The morale of the story? Even though we think we are explaining the research process – many times and through many channels – to the inexperienced respondent, coming to a focus group isn't always what they expect it to be.
Pros and cons
February 6, 2024
Erin Read says she is often torn between cursing and loving open-ended questions. Pros: unfettered truths that amuse and inspire. Cons: 27 different ways of spelling Facebook.
Very strange looks
January 23, 2024
Rob Podhurst was conducting an in-store intercept study for a brand of toilet bowl cleaner. When he got to the store where the interviews were to take place, he discovered that the store was out of stock on the product.

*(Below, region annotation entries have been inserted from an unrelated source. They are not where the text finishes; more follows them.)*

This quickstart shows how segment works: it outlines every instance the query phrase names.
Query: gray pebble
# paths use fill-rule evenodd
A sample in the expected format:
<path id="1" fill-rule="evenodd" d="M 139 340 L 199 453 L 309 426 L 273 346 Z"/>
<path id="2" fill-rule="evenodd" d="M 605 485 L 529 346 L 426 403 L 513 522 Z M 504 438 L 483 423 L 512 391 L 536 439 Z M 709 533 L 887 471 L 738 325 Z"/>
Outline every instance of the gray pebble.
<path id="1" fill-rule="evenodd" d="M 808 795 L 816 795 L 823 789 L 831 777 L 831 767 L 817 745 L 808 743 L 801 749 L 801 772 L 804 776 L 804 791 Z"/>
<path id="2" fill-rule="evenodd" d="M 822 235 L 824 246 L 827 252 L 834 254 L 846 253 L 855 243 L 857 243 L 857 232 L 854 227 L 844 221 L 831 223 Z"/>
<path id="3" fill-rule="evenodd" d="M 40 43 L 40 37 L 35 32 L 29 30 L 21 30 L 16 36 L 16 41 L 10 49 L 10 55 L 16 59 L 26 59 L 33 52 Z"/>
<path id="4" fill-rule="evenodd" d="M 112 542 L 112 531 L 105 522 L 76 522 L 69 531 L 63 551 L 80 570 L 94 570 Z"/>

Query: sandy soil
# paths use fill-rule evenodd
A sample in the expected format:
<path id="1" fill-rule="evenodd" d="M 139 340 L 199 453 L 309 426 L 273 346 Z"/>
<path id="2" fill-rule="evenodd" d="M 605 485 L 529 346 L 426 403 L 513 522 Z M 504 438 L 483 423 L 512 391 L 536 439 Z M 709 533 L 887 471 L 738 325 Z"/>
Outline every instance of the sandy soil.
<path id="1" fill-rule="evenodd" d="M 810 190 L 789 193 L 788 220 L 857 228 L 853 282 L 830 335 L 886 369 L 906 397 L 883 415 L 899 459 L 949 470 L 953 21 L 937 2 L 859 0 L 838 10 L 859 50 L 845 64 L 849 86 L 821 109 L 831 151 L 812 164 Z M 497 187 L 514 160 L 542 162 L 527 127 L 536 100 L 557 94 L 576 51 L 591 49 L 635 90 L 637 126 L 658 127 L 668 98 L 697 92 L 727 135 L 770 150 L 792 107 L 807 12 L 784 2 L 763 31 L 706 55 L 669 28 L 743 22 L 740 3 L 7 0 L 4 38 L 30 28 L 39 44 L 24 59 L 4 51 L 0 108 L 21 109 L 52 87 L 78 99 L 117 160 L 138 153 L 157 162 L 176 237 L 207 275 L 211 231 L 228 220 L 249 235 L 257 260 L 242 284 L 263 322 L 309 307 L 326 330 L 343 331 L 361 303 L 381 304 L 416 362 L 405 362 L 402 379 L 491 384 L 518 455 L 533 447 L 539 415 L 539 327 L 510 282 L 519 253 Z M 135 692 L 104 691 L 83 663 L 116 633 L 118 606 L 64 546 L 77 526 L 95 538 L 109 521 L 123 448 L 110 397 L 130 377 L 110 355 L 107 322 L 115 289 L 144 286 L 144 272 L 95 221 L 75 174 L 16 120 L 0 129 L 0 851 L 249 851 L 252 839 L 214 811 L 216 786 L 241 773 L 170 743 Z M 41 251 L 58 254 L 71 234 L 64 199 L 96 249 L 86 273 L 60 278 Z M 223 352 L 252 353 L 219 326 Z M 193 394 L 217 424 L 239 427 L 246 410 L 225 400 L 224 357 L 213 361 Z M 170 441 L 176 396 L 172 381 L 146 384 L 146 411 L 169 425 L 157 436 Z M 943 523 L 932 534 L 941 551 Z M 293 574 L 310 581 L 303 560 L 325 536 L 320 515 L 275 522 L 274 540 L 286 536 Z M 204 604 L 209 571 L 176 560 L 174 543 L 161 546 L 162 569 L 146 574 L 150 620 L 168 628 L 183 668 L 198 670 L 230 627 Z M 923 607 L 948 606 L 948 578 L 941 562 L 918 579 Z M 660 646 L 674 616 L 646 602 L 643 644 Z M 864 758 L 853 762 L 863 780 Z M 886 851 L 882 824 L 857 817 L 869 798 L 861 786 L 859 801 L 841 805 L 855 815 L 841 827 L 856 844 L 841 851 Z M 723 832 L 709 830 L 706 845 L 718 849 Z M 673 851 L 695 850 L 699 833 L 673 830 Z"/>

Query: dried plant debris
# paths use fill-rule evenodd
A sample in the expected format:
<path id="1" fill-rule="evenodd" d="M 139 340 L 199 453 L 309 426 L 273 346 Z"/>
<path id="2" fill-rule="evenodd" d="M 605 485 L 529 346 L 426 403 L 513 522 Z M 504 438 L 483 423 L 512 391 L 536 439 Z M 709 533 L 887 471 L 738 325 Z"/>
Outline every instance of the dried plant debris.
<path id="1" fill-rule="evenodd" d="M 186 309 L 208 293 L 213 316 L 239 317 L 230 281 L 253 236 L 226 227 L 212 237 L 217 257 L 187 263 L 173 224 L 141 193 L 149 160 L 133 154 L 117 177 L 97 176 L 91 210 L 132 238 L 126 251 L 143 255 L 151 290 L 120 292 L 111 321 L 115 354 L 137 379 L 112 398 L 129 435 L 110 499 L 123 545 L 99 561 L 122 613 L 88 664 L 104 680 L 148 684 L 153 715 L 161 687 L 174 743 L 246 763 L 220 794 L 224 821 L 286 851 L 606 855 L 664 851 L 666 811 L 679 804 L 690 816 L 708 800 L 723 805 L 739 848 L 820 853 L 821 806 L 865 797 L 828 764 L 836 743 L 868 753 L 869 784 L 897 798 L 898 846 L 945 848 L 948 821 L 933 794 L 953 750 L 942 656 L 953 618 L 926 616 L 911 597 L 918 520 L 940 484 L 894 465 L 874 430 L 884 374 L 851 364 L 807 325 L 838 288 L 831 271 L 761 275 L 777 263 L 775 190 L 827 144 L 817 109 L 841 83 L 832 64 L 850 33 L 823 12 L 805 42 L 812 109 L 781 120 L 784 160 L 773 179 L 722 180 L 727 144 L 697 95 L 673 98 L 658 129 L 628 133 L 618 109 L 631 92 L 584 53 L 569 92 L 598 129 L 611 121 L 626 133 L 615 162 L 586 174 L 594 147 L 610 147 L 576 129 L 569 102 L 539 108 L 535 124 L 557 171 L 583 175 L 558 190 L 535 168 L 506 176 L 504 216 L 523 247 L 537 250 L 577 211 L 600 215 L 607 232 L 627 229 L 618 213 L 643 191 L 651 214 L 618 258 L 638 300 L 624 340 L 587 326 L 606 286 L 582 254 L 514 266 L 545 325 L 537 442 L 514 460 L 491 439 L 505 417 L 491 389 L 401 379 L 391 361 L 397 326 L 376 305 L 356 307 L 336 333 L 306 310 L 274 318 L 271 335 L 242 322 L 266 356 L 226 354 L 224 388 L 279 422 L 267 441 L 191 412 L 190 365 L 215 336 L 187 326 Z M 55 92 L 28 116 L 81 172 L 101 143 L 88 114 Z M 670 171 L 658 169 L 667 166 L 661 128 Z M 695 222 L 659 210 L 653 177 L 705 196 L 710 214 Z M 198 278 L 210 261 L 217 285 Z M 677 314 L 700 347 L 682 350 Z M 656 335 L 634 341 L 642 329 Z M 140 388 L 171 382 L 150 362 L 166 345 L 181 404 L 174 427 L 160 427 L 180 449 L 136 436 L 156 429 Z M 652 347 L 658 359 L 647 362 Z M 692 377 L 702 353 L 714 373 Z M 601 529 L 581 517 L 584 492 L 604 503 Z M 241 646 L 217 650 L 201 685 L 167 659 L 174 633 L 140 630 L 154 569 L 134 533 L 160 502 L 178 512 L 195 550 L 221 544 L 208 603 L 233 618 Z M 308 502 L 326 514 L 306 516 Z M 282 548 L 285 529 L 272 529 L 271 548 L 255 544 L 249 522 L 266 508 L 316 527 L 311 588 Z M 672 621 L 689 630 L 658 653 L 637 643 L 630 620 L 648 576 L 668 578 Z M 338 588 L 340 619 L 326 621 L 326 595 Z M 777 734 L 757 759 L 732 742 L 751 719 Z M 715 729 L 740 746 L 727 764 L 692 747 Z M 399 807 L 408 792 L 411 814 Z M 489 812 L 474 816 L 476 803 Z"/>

Quickly improvising, Podhurst headed over to a rival supermarket and filled a shopping cart with the needed product.
As he stood in line to pay, he noticed he was getting some very strange looks from the woman in line behind him. Seizing the moment, he leaned over to her and whispered, "I've got a very busy day ahead of me!"
When purchasing beer
January 8, 2024
Gail Fleenor tells of conducting in-store surveys in two small towns and receiving two types of refusals she’d never received before. One man refused to be interviewed because he was purchasing beer and was sure that somehow through the survey (which of course was anonymous) his pastor would find out that he drank.